The procedure to get Pareto optimal solutions is thus described by the following MOGA and subsequently it is discussed in detail.

  • Line 1: Generation count (t) is initialized.

  • Line 2: Initial population (P1) is initialized as discussed previously with N individuals.

  • Line 3: Offspring population (Q1) is initialized to null.

  • Line 4–36: Loop controls the number of generations.

  • Line 5: Parent and offspring population are combined into Rt.

  • Line 6–7: Next generation populations are initialized to null.

  • Line 8: All non-dominated fronts of the combined population are searched and assigned to F.

  • Line 9: Front count i is initialized to 1.

  • Line 10–14: Loop is executed until new parent population is filled up.

  • Line 11–12: Crowding distance in ith front is computed and included as part of parent population.

  • Line 13: The front count is incremented.

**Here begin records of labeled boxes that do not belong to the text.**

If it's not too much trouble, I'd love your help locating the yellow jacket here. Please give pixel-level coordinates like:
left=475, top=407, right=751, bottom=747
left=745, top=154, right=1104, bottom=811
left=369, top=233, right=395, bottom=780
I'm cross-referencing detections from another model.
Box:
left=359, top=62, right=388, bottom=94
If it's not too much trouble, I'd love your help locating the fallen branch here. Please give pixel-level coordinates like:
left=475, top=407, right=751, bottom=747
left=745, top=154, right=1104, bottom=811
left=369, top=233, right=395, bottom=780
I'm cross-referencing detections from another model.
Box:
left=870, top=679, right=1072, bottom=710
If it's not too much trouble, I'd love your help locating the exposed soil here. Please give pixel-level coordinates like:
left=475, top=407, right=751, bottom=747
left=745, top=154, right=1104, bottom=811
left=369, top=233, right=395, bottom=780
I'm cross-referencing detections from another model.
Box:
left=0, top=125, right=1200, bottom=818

  • Line 15–18: Check if parent population is filled yet or not.

  • Line 16: Sort only the ith front by using Crowded-Comparison Operator (≺n).

  • Line 17: The first (N − |Pt+1|) elements of the ith front are selected and placed into Pt+1.

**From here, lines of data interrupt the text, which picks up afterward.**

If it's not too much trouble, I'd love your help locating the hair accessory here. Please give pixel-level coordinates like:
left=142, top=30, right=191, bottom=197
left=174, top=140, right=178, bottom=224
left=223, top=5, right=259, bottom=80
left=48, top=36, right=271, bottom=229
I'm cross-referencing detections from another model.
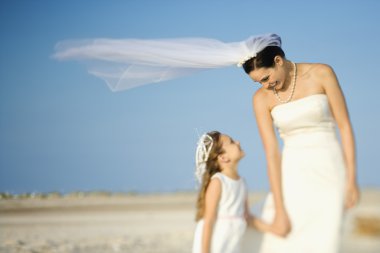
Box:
left=195, top=134, right=214, bottom=183
left=53, top=34, right=281, bottom=91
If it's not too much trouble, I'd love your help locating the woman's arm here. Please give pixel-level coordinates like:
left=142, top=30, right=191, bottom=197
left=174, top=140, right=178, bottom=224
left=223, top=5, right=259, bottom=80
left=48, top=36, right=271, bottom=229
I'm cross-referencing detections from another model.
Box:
left=245, top=199, right=271, bottom=233
left=253, top=90, right=291, bottom=236
left=317, top=65, right=359, bottom=208
left=202, top=178, right=222, bottom=253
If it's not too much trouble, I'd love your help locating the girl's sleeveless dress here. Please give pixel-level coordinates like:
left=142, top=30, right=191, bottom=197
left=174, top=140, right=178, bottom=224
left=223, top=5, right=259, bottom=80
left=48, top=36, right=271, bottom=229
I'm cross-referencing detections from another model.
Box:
left=259, top=94, right=345, bottom=253
left=193, top=173, right=247, bottom=253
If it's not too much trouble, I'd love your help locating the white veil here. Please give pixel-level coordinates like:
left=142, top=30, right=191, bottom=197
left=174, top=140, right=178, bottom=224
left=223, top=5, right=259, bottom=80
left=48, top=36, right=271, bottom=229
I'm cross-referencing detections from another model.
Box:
left=53, top=34, right=281, bottom=91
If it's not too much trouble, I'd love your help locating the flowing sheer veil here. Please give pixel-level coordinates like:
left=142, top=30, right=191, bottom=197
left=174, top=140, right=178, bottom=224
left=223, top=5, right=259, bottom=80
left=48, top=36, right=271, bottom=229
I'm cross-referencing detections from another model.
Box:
left=53, top=34, right=281, bottom=91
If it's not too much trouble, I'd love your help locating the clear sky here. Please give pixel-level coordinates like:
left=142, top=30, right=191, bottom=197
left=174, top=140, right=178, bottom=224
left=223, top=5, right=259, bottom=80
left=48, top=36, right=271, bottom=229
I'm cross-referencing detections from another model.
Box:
left=0, top=0, right=380, bottom=193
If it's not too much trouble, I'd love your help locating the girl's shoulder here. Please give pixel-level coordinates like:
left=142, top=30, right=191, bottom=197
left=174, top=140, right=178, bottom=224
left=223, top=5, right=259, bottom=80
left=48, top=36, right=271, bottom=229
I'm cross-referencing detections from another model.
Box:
left=211, top=172, right=223, bottom=181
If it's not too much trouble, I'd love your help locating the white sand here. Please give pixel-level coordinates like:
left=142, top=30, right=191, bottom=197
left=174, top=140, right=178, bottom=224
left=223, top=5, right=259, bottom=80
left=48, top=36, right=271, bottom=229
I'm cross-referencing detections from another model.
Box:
left=0, top=190, right=380, bottom=253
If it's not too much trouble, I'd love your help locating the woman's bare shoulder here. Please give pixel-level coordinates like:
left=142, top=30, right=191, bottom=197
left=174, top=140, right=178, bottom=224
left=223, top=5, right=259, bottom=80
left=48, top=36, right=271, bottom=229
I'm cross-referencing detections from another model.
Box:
left=300, top=63, right=334, bottom=76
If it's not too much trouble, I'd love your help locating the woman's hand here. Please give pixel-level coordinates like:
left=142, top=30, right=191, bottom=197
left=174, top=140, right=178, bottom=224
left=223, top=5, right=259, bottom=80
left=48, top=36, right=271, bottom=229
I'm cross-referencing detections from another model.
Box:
left=270, top=211, right=292, bottom=237
left=344, top=183, right=360, bottom=209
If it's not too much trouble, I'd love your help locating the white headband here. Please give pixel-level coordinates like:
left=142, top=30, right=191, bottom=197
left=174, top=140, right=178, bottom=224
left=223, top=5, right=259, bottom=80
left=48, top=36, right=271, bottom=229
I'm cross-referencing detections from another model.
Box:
left=53, top=34, right=281, bottom=91
left=195, top=134, right=214, bottom=183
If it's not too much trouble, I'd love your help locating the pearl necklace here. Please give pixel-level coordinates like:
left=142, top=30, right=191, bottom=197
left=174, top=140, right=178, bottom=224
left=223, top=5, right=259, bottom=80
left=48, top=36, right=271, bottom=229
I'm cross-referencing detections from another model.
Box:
left=273, top=62, right=297, bottom=104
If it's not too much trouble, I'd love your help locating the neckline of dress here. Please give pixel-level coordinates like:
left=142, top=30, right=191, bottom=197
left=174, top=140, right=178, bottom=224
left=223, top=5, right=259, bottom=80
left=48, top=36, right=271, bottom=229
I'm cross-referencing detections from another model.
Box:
left=270, top=93, right=327, bottom=113
left=219, top=172, right=241, bottom=182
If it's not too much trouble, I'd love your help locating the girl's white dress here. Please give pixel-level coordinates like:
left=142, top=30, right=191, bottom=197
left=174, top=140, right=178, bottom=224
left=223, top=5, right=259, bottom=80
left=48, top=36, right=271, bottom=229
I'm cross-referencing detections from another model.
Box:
left=260, top=94, right=345, bottom=253
left=193, top=173, right=247, bottom=253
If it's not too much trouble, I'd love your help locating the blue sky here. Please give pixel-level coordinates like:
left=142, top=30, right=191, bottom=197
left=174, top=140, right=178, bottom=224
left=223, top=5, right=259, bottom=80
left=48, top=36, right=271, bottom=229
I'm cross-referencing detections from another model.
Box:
left=0, top=0, right=380, bottom=193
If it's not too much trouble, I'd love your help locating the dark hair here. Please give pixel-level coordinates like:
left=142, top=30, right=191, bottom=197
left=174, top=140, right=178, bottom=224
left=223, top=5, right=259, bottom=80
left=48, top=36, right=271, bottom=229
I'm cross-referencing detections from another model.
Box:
left=195, top=131, right=224, bottom=221
left=243, top=46, right=285, bottom=74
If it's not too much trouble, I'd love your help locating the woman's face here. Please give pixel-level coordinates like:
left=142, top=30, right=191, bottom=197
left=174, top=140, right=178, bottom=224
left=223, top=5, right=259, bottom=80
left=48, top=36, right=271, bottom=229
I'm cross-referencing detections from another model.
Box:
left=249, top=57, right=286, bottom=90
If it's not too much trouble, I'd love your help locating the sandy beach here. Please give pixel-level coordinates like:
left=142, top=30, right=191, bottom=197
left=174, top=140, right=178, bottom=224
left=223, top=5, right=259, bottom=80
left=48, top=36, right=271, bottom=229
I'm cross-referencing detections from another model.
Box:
left=0, top=189, right=380, bottom=253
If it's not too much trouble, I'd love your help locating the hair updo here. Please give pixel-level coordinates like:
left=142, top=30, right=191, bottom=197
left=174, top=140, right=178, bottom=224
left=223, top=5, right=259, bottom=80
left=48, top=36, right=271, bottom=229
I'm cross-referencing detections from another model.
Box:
left=243, top=46, right=285, bottom=74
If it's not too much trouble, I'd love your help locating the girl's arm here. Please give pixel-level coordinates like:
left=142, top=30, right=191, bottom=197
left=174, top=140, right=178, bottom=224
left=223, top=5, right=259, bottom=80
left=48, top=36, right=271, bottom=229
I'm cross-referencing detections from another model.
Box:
left=253, top=90, right=291, bottom=237
left=202, top=178, right=222, bottom=253
left=317, top=64, right=359, bottom=208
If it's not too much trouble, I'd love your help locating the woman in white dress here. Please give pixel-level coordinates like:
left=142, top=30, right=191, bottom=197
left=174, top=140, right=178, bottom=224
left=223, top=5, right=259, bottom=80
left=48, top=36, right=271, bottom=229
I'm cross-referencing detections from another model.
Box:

  • Line 19–34: The offspring population is generated and filled up using selection, crossover and mutation as discussed earlier.

  • Line 35: The generation count is incremented.

4 Experimental Results

The simulation of the proposed model has been carried out using MATLAB 7.6 and JAVA on a server with two Intel Xeon processor (2.33 GHz) and 12 GB memory. Now the trade-off analysis is carried out with \( N = 250 \) (initial population), \( p_{crossover} = 0.8 \) (crossover probability) and \( p_{mutation} = 0.1 \) (mutation probability). The Pareto optimal solutions for the optimization of both tc and hc is obtained through the proposed MOGA and is shown in Fig. 4. Here, it is observed that the transmission cost is increased for reduced hop count and vice versa.

Fig. 4
figure 4

Pareto optimal solutions for tc and hc

The solution obtained in Fig. 4 is further refined by the expression (1) and are shown with variation against tc and hc in Figs. 5 and 6 respectively. In these experiments, the refined solutions are obtained for different values of ρ. It is observed in Fig. 5 that the more perfect solutions for reducing hc lie in the lower portion of the curve which was not apparent from Fig. 4. Similarly, Fig. 6 points out the perfect candidates for reducing tc and its variation with the same. It is significant that the extreme points in Fig. 4 provide the better results only for any one among tc and hc, whereas the solutions obtained in both Figs. 5 and 6 provide better trade-off involving both tc and hc. In addition, resemblance in nature of the curves obtained in Figs. 5 and 6 are apparent from (6). Thus for each route, the deviation of tc and hc from their mean values are similar which preserves the balance between these QoS metrics from trade-off perspective.

Fig. 5
figure 5

Refinement for hc achieved by varying \( f(t_{c} , h_{c} ) \)

Fig. 6
figure 6

Refinement for tc achieved by varying \( f(t_{c} , h_{c} ) \)

5 Conclusions

The efficiency of mobile cellular network is measured with the help of different QoS parameters. The inter-twining of these parameters requires a trade-off performance among these factors. Here, the performance and its effectiveness is established for the metrics end to end transmission cost (tc) and hop-count (hc). In this work, pdf of those factors is determined and subsequently, the analysis on trade-off measurement converges to a MOO problem. Further, the selection of improved solutions is obtained by satisfying another objective after simultaneous minimization of both tc and hc. The introduction of MOGA based approach is used to obtain the Pareto optimal solutions. In addition, the effectiveness of our proposed model is verified through experimental analysis.